Peter Faber of Fox Williams, hosts of the IPG’s recent Meet the Investors event, shares ten tips for publishers seeking investment 

1.  Choose the right type of investment
The type of investment you need will depend on your aims, but debt finance, angel investment and venture capital or private equity are the main options.

Debt finance tends to fund capital over the medium-term, and is usually secured and / or guaranteed. Angel investment is more suited for start-ups and early growth, and comes from high net-worth individuals, either individually or collectively, for whom there are important tax relief incentives. Their typical investments are between £20,000 and £500,000, though the average is below £100,000. You will usually be expected to give up some equity ownership, with the rate of return reflecting the investors’ perceived risk. Venture capital or, at the higher end, private equity is for more ambitious projects, with investments ranging from £200,000 upwards. It often funds business expansion or acquisitions or the development of major new products or IT.

2.  Satisfy your investors’ criteria
Potential investors look for businesses with a quality product, good cashflow and the potential for growth. A robust digital presence, a strong backlist and evidence of international potential can also be attractive. Investors invariably look carefully at the quality of management teams too, and like to see evidence of capable and committed leaders and efficient structures. And of course they will be seeking a return on their investment and a route map to an exit in due course.
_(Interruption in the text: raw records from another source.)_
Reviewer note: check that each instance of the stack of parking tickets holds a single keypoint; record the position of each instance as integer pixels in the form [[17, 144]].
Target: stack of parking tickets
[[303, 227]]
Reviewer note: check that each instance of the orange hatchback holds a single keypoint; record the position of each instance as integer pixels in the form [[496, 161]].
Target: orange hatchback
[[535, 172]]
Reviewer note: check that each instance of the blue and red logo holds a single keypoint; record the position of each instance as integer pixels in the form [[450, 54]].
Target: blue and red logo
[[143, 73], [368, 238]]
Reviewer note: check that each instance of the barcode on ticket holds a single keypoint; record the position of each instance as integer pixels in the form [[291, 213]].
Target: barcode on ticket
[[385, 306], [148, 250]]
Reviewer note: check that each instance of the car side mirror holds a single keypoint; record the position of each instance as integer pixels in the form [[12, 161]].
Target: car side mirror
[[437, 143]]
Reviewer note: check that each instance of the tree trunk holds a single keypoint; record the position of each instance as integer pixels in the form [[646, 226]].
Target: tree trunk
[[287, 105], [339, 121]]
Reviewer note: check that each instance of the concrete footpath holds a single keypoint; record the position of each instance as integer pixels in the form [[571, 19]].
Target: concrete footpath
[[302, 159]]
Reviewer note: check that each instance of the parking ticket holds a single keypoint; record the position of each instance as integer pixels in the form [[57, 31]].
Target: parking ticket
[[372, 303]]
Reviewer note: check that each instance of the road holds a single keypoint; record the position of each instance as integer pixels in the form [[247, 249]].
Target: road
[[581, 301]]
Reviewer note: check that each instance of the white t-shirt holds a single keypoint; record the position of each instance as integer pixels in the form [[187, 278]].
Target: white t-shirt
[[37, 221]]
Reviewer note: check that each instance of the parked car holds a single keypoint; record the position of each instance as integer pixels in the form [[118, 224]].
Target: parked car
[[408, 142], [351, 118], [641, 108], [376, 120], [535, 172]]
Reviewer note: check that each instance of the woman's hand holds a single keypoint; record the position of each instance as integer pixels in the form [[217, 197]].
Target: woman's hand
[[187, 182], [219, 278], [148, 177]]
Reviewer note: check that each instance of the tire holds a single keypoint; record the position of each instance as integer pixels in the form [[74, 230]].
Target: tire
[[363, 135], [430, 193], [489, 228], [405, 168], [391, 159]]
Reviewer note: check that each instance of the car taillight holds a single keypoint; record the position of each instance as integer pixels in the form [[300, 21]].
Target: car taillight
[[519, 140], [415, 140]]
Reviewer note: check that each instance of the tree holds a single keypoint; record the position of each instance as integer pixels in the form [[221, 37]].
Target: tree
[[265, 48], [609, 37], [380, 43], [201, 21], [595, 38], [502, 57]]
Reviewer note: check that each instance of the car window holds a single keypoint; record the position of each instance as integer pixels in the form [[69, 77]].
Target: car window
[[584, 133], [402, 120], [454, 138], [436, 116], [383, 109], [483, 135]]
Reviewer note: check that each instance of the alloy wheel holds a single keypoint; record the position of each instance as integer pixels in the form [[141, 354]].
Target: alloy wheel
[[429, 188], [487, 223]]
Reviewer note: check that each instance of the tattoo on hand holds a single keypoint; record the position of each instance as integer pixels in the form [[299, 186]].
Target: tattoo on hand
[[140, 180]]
3.  Pick the right investor
Choosing your investor should be about much more than the money on offer. Make sure yours has a good understanding of the publishing sector, and consider if they will be able to contribute strategic or management advice. Can they help you find new business or recruit the right people? Might they be able to source more funding for you? And are their ideas about an exit from the business in tune with yours?

4.  Get good advisers
Appoint advisers early on, and look for those with plenty of experience of the commercial and legal issues so you can reduce your burden. Advisers will help with the valuation, selection and terms of potential investors, and can assist in preparing and presenting your financial information and business plan and subsequently with documenting and managing the investment process. It obviously helps if they understand your sector or niche, too.

5.  Be ready for due diligence
The scale of the investor’s due diligence will depend on the size and nature of the investment, but it can be substantial. Prepare for it by readying your business plan, accounts and statutory information, and get all your contracts—with authors, rights partners, distributors, staff and so on—in good order. Polish up your tax affairs and property arrangements, and try to forecast any issues that might be raised during due diligence. It will all help to make the process much smoother.

6.  Understand the value implications
You will need to work out how much equity you want to release, as well as the balance between options like preference shares and debt as well as equity. Extra costs like investors’ fees and various professional fees will also need to be factored in.

7.  Realise what it means for management control
Getting investors on board generally requires more corporate governance. Investors are likely to want to be represented on the board, and may wish to have consent rights for any important decisions taken by management or shareholders. You will also need to provide them with good and timely management and accounting information.

8.  Know what will happen to equity
Investment has implications for management’s equity in the business. Think about how much you are prepared to dilute your equity, and if there are any issues around it that might arise in the future.

9.  Understand your personal liabilities
External investment is likely to mean some additional personal liabilities for management. New service agreements and non-compete restrictions are quite possible, and personal undertakings about the current business and its future conduct will have to be considered. Advisers will be able to help with tax implications too.

10.  Control the investment process
Remember that you need to control the process. Plan it in detail so you can minimize disruption to your day-to-day business and maintain confidentiality throughout. Good legal advisers will be able to help with this and with the key documents like non-disclosure agreements, heads of terms and shareholders’ and service agreements. Inevitably it is a process that takes time—but the benefits to your business at the end of it can be huge.